While some older players and European Tour players were critical, many of JB’s contemporaries on tour saw little wrong in his approach, Holmes included.
Recently I watched the Pebble Beach Pro-Am and the play was so ridiculously slow, even the advert breaks came as a blessed release.
Increasingly, as with the last six groups in the Genesis Open, the first two rounds have to be curtailed by darkness and completed the following day – again entirely due to slow play meaning expected times are comfortably exceeded.
Too often the players retreat to their green map books and engage in endless discussion with their caddies on distances, type of shot, lining up, wind direction and so on.
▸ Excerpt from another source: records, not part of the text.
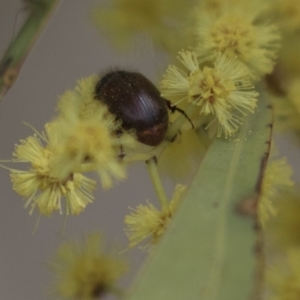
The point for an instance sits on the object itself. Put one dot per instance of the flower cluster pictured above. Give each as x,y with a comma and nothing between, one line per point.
81,138
146,221
223,90
84,271
237,32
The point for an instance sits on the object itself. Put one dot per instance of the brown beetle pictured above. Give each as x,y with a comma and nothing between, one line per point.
134,100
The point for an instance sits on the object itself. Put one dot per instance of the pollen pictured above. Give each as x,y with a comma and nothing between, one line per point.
89,139
41,189
223,91
237,34
85,271
148,222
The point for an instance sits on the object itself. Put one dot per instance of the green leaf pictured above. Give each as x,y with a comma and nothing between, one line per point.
208,251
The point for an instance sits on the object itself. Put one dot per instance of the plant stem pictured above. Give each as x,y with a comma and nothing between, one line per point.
19,48
160,191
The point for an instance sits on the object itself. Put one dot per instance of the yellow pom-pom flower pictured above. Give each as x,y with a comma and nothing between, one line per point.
84,271
146,221
236,32
38,184
223,90
89,133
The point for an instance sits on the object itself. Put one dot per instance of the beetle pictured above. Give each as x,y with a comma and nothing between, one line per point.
135,100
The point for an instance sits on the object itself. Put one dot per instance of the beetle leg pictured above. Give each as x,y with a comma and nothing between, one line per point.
119,133
174,108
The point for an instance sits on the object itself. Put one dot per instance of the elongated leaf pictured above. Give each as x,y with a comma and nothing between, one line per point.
209,250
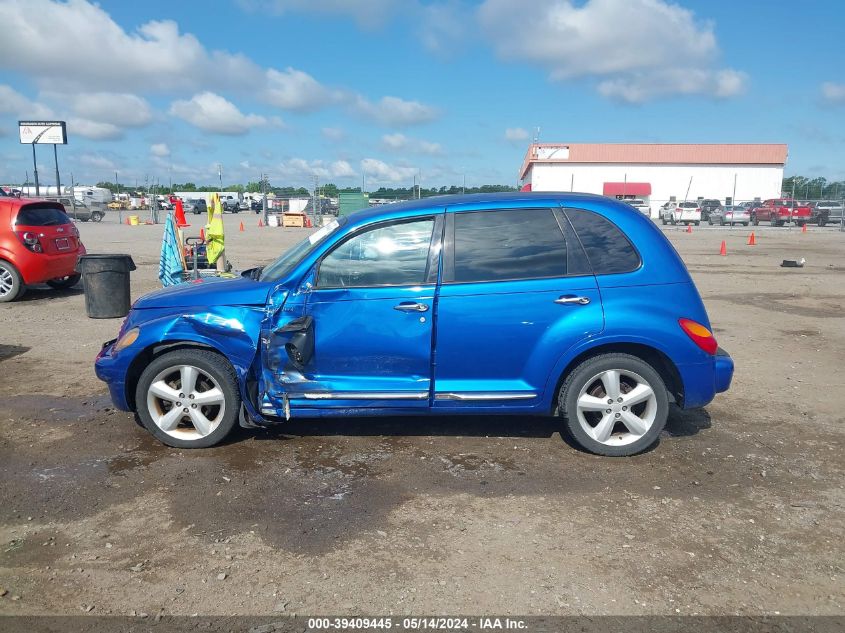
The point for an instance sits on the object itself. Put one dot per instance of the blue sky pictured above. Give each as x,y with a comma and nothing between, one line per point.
389,89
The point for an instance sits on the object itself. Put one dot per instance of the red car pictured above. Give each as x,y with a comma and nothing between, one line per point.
779,211
38,244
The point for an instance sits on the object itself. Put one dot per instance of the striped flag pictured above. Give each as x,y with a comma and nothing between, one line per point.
170,263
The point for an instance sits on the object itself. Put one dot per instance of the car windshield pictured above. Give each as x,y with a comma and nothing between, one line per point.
284,264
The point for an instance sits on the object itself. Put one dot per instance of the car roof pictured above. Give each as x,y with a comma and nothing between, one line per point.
563,197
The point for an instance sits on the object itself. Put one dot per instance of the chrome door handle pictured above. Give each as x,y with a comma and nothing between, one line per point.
579,300
411,307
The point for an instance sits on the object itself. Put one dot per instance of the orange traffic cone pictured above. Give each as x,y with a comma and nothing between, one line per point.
180,215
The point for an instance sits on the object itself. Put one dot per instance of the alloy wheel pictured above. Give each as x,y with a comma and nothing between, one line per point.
616,407
7,282
186,402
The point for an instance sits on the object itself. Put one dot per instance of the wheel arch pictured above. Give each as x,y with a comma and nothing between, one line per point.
153,351
661,363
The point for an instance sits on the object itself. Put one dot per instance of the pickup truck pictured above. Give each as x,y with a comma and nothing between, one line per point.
779,211
681,212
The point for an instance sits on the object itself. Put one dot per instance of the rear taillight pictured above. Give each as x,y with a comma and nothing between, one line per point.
30,240
700,335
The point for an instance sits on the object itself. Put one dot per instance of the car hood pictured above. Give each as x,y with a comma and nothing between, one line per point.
211,291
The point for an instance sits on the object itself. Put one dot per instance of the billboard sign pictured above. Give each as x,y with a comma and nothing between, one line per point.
46,132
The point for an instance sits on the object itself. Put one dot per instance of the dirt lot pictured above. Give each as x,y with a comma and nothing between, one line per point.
739,510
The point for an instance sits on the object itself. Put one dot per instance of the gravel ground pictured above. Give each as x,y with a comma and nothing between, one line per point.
738,510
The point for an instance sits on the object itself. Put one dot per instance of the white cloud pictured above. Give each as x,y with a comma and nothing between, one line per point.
77,43
379,172
212,113
333,133
122,109
640,87
516,134
93,129
293,89
368,13
97,162
395,112
394,141
298,168
400,142
833,93
14,103
645,47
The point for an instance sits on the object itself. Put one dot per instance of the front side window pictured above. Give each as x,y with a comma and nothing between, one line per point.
389,255
608,250
508,244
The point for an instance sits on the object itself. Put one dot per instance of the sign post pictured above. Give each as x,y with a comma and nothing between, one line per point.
43,133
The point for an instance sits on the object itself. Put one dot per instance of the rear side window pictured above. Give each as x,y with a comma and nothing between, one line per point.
608,250
509,244
36,215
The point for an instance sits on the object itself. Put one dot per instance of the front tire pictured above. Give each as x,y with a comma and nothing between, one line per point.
188,398
614,405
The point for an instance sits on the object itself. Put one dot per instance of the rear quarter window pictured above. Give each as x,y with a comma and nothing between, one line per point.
607,247
41,215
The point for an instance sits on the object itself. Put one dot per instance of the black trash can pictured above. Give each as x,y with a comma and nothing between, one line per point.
106,281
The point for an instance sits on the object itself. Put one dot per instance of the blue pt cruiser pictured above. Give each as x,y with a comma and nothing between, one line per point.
565,305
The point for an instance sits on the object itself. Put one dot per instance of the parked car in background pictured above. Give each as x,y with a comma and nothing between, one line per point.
825,212
196,206
641,206
709,206
735,214
779,211
681,213
78,210
571,281
39,243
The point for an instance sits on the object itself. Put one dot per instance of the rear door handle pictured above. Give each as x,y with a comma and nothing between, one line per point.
411,307
577,300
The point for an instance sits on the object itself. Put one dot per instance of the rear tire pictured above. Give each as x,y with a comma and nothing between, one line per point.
614,429
11,283
177,381
61,283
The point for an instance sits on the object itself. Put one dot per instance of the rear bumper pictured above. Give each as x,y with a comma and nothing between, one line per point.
37,268
702,381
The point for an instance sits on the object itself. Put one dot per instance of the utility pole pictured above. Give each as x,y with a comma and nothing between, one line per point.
264,197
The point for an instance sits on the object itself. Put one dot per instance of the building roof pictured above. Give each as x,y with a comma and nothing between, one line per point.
656,153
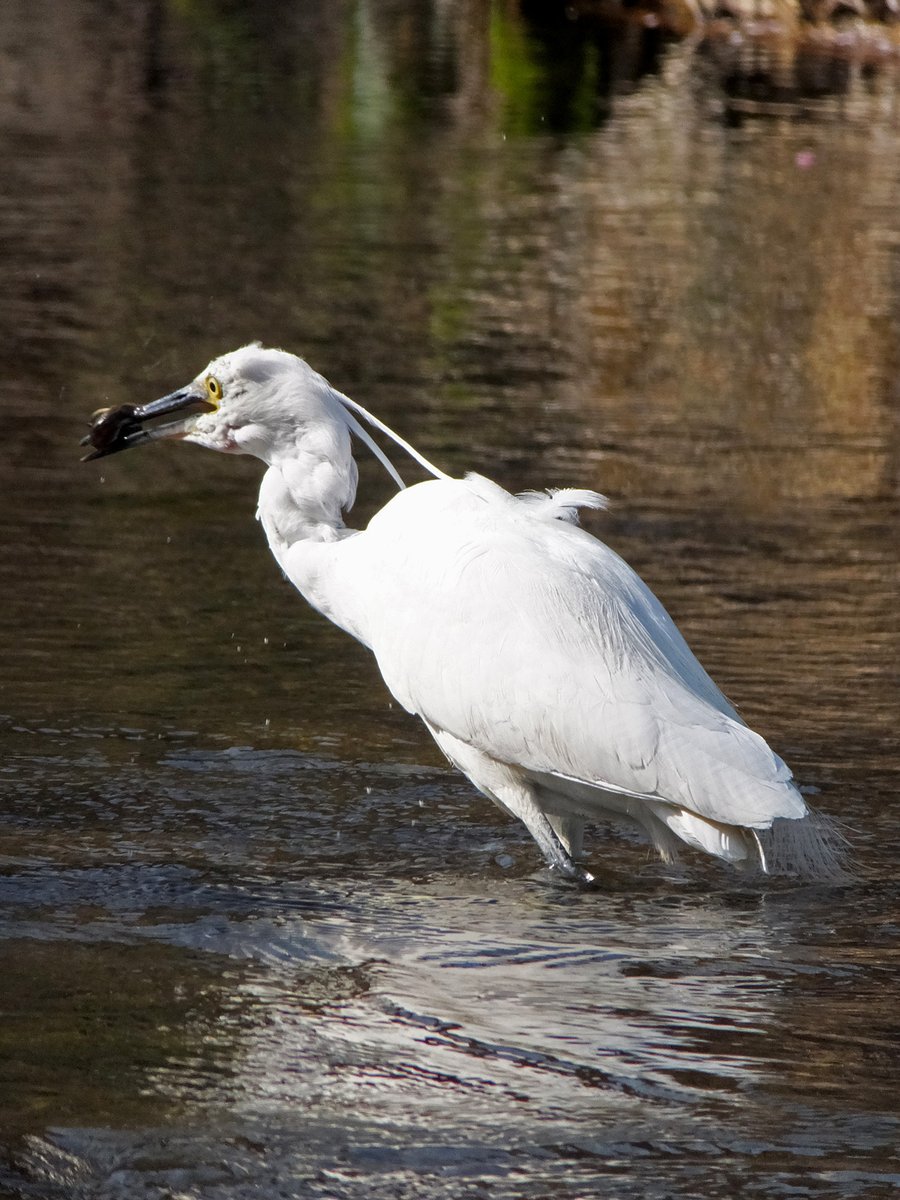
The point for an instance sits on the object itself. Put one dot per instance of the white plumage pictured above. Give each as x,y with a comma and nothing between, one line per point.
541,664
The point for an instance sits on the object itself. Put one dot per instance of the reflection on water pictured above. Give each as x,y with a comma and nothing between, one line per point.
256,940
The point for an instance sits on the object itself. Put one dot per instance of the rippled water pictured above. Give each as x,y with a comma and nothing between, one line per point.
256,940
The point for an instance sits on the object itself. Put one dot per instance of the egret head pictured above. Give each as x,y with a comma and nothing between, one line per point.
251,401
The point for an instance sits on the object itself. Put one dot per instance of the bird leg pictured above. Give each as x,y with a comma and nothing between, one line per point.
557,857
507,787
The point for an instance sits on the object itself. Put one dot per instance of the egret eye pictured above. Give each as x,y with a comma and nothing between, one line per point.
214,390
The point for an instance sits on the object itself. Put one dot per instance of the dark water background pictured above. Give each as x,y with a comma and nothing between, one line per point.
256,939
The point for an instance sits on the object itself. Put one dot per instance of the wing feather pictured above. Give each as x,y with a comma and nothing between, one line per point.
534,642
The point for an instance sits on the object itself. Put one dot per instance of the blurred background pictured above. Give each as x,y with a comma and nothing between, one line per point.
256,940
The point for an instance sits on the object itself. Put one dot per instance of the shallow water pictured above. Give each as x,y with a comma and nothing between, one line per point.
256,939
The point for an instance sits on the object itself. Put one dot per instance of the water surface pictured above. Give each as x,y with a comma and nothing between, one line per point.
256,939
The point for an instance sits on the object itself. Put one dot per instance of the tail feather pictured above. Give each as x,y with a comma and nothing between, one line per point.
813,847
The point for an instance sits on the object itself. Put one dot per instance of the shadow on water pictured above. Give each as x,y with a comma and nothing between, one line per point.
255,939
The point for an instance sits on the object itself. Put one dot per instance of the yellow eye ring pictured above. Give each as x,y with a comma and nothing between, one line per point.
214,390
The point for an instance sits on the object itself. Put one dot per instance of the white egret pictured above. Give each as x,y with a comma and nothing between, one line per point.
541,664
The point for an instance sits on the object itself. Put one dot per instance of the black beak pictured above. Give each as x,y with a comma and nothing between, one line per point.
119,429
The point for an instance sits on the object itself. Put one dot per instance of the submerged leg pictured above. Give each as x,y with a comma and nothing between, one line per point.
505,786
520,801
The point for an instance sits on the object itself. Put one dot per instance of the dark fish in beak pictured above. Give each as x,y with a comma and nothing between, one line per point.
120,429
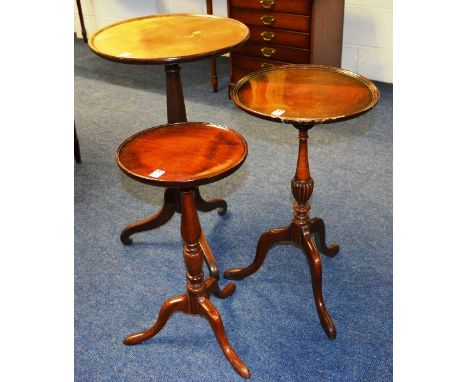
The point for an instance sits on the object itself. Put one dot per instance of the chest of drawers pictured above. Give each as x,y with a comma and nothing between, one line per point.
287,32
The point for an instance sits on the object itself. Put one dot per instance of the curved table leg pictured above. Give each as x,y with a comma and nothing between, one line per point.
315,264
317,226
265,243
174,304
157,220
208,257
208,310
209,205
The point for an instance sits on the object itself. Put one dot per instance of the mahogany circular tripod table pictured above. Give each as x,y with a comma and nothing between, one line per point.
169,39
302,95
184,156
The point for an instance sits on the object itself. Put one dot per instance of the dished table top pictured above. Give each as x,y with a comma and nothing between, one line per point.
305,94
182,154
168,38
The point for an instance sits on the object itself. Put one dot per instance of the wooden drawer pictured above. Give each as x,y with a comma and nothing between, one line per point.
280,37
286,21
252,64
275,52
299,7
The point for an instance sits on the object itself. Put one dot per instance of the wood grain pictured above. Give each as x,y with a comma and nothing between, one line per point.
305,94
190,154
167,38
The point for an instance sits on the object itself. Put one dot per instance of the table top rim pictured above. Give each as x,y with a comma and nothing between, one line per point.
166,60
189,182
306,121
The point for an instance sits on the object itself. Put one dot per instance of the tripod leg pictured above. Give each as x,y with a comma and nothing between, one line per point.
208,257
266,241
212,287
315,264
174,304
209,205
154,221
208,310
317,226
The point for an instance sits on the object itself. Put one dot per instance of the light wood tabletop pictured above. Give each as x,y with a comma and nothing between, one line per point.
168,38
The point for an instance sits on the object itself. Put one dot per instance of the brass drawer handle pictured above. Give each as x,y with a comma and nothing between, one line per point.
267,3
267,20
266,65
267,36
268,52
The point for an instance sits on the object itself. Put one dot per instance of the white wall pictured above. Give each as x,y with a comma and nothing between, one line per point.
367,36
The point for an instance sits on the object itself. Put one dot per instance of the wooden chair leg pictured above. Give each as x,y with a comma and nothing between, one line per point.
317,226
174,304
157,220
265,243
214,318
315,264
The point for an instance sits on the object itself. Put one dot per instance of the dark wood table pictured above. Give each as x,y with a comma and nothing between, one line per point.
185,156
303,96
169,39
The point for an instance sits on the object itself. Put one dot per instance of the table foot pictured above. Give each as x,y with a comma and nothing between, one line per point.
174,304
157,220
208,310
265,243
313,257
301,236
209,205
317,226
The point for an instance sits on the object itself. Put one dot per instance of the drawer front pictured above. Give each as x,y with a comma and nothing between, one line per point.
299,7
275,52
252,64
286,21
279,37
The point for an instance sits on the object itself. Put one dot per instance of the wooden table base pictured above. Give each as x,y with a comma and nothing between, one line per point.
196,299
175,113
307,233
173,204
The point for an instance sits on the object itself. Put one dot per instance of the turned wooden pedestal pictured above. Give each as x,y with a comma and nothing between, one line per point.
181,157
170,39
302,95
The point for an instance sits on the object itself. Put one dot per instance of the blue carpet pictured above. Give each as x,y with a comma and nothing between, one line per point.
271,319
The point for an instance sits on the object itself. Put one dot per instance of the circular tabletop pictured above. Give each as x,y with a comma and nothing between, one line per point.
182,154
305,94
168,38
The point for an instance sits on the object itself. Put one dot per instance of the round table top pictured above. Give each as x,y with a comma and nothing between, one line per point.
182,154
305,94
168,38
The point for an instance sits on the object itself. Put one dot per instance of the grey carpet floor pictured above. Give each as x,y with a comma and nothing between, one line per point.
271,319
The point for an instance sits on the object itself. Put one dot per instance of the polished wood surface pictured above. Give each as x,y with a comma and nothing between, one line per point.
302,95
305,94
190,153
198,289
168,38
307,233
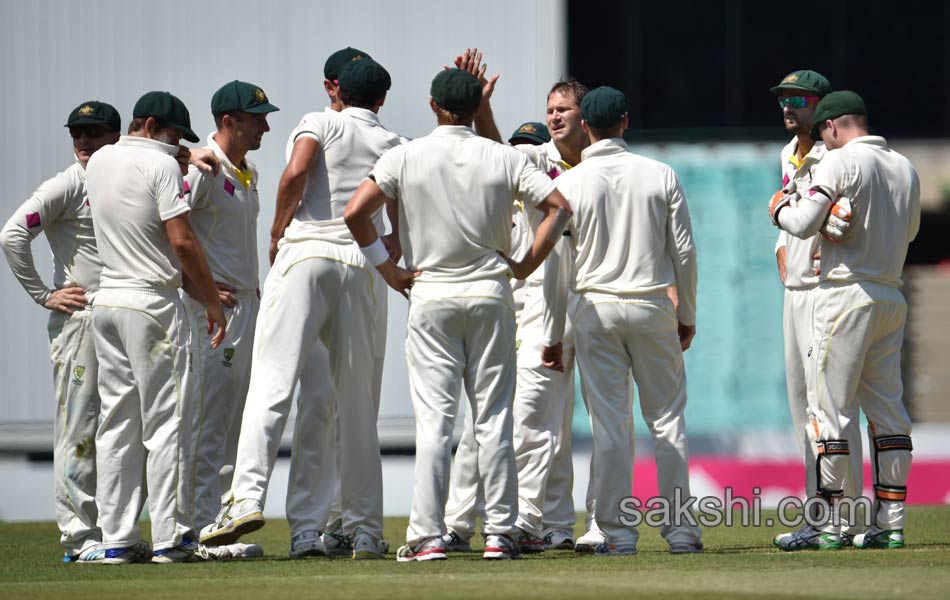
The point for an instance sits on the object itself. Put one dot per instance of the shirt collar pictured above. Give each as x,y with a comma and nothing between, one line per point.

They also seem incapable, without resort to a referee, of interpreting basic rules. It seems the main body of players are oblivious to slow play and have little intention of speeding up.
Conversely, the European Tour does seem to be trying to address this issue – the Oman Open was refreshingly far quicker – and to look at different formats to appeal to the changing world.
It’s time for the PGA Tour to take action and the banning of green map books would be a good start to re-establish judgement in putting and move it away from the slow exercise as at present.
Clive Kenyon, Cornwall
GAME OF TWO HALVES
The recent changes to the handicapping system, and in particular the introduction of handicaps of up to 54, really don’t seem to be a very sensible way of addressing the issue of making it easier to get people playing golf and keeping them playing. Such handicaps will only slow up play and make it far more likely that existing as well as new golfers will get very frustrated. I suggest handicaps be determined over each nine holes rather than 18.
This is compatible with the usual 18-hole round. If someone plays 18 holes in a qualifier, there would be two adjustments, based on the results of each set of nine holes, with both adjustments applied at the end of the round.
There are several benefits to this approach. A nine-hole round is much quicker. It is more likely that a beginner will be able to maintain a reasonable performance for nine holes and thus be encouraged by being able to hand in a decent card.
With an adjustment made for each nine holes, handicaps will change more and be a better reflection of ability.
The main disadvantage would seem to be those courses where the 9th hole does not return to the clubhouse, but introducing this approach does not in any way stop people from playing 18 holes if they want to or because the lay-out of the course precludes only playing nine. I know that with some clubs, nine-hole qualifying rounds are already occasionally adopted, but this extends the principle to all rounds.
Julian Hance, Email
BRING IT BACK
Is golf ball compression the answer to the distance issue? Golf ball compressions range from 70 to 110; the lower end (70 to 80) being ideal for slow swing speeds – i.e. beginners, juniors and older golfers, the 100-110 end for top amateurs and professionals with high swing speeds.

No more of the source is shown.